Typically, Wadhawan also analyzes moisture content because ingredients can lose moisture when processed, along with nutrients. “If a product contains vitamin C and it’s cooked, most of it is destroyed by heat.”
Some products do not have to be analyzed on every count. For example, Wadhawan knows that some ingredients do not contain fiber. And if it’s a vegetable product, “we know that cholesterol only comes from animal sources,” she says.
After all ingredient information is entered, a serving size is determined and the software system will compile a nutritional report. Wadhawan then prints a nutritional label that can be reproduced on product packaging.
A closer look
Some products’ nutritional analysis takes a little more digging. “If we’re not sure of their process, or loss of fat or moisture, then I need to get the actual analysis done on a product sample,” Wadhawan says.

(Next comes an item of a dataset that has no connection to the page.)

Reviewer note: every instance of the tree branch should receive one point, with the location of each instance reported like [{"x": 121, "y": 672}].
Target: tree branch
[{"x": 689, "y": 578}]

If it’s a new product, Wadhawan has AURI analytical chemist Ranae Jorgenson do laboratory tests. In the case of Cedar Summit Farm’s drinkable yogurt, “we wanted to see if there was any difference between grass-fed milk and the data provided by the USDA on regular milk.” Results showed it was close to the same.
“Some prepared products — Mexican tamales, for example, go through a process of cooking corn certain ways. There are so many processing steps, and it’s hard for me to know completely how each was done. So I will get a complete analysis of the tamale,” Wadhawan says. “I also use the recipe and do the database analysis to make sure the data matches.”
Products such as smoked meat may lose fat while being processed. “We can’t guess how much, so I will have Ranae run the fat and cholesterol analysis” on the final product, Wadhawan says. After using a solvent extraction, Jorgenson measures the fat content.
Most analysis, including moisture, protein, fat and carbohydrates, can be done in AURI laboratories. Fiber content has to be measured by outside labs. “We use various standardized methods for each analysis,” Wadhawan says. “They are approved by the Association of Official Analytical Chemists.”